How climate could affect your insurance

In a world of climate change deniers and activists, it's impossible for most of the population not to be aware of the on-going climate change debate. Do we, or do we not make sure that our homes and other permanent structures are both capable of withstanding weather-related natural disasters which may cause income and possession loss?

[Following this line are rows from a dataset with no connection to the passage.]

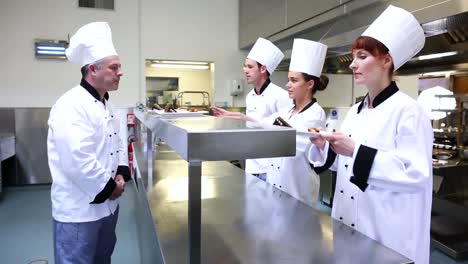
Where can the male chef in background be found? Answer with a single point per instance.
(265, 98)
(87, 160)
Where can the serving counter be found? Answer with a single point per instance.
(242, 219)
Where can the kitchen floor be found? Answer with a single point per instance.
(26, 229)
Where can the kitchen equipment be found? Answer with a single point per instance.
(205, 96)
(443, 155)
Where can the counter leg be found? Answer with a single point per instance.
(150, 157)
(194, 211)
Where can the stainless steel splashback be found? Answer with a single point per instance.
(31, 146)
(30, 128)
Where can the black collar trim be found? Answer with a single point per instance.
(88, 87)
(306, 107)
(381, 97)
(264, 86)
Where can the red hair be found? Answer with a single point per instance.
(373, 46)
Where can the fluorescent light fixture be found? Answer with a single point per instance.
(437, 55)
(437, 73)
(50, 52)
(50, 49)
(182, 62)
(180, 66)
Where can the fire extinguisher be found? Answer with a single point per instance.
(130, 157)
(130, 120)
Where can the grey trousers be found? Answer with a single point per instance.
(85, 243)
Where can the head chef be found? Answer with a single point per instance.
(92, 48)
(87, 161)
(266, 97)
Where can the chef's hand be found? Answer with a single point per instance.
(318, 141)
(340, 143)
(119, 188)
(219, 112)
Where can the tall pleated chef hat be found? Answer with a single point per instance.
(308, 57)
(400, 32)
(266, 53)
(91, 43)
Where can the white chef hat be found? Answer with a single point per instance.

One of the industries most concerned with issues surrounding weather anomalies is the insurance industry. Every year, since 1970, statistics confirm a steady increase in the number of insurance claims when it comes to buildings and other man-made structures. Sometimes the damage caused by natural events is upwards of billions of rands. This is why the insurance industry considers damage caused by hail, storms and drought as something to focus their attention on in order to reduce the risk both for clients and themselves. In this sense, attempts have been made to provide the best Home Insurance deals while remaining mindful of the vulnerability profile (which includes the risk of natural disasters) of clients.

 

How climate could affect your insurance

 

Hail may not be high on the list but since its creation requires an environment with strong updrafts of air (the type found in tornado zones), it's a safe bet to make that hail hardly falls in calm weather. Hailstones can range in size from small, millimetre-sized stones to the largest measured hailstone at 47.3cm in circumference. It's also a safe bet that when the larger types of hailstones do fall, you don't want to be unprepared in terms of insurance. When conducting your Home and Buildings insurance comparisons before you sign on the dotted line, you should always keep in mind that most insurers consider hail and floods under comprehensive cover. This means you should look twice both at the policy and the fine-print.

 

However, if you ever find yourself in a situation where you're already stuck in a hailstorm and you're afraid that there will be ensuing damage to your car, there are basic tips which could reduce your claim:

  1. Move off the road as quickly as possible. Any place where there's shelter of some sort - whether it's underground parking or a petrol station should help reduce the damage to your car. If you can't find a sheltered place to park, stopping the car on the side of the road away from traffic is also a good alternative. Because of two little things call terminal velocity and inertia, the hailstone will always cause more damage to your car while it's moving than when it's standing still. In other words, a still car is a safer car.
  2. Once you arrive home and where you normally park has no shelter or garage, cover your car with a thick blanket or duvet to minimise the damage of hailstones.

 

In South Africa, we're lucky because our weather conditions remain consistent on an annual basis. Since South Africa is located in a subtropical part of the world and the temperature is buffered by oceans on all three sides of the country, we have mostly sunshine as our default weather pattern. We're prone to violent thunderstorms, which is why adding hail damage cover to your existing Home, Buildings or Motor Vehicle insurance policy is a good idea. After all, it’s better to be safer than sorry.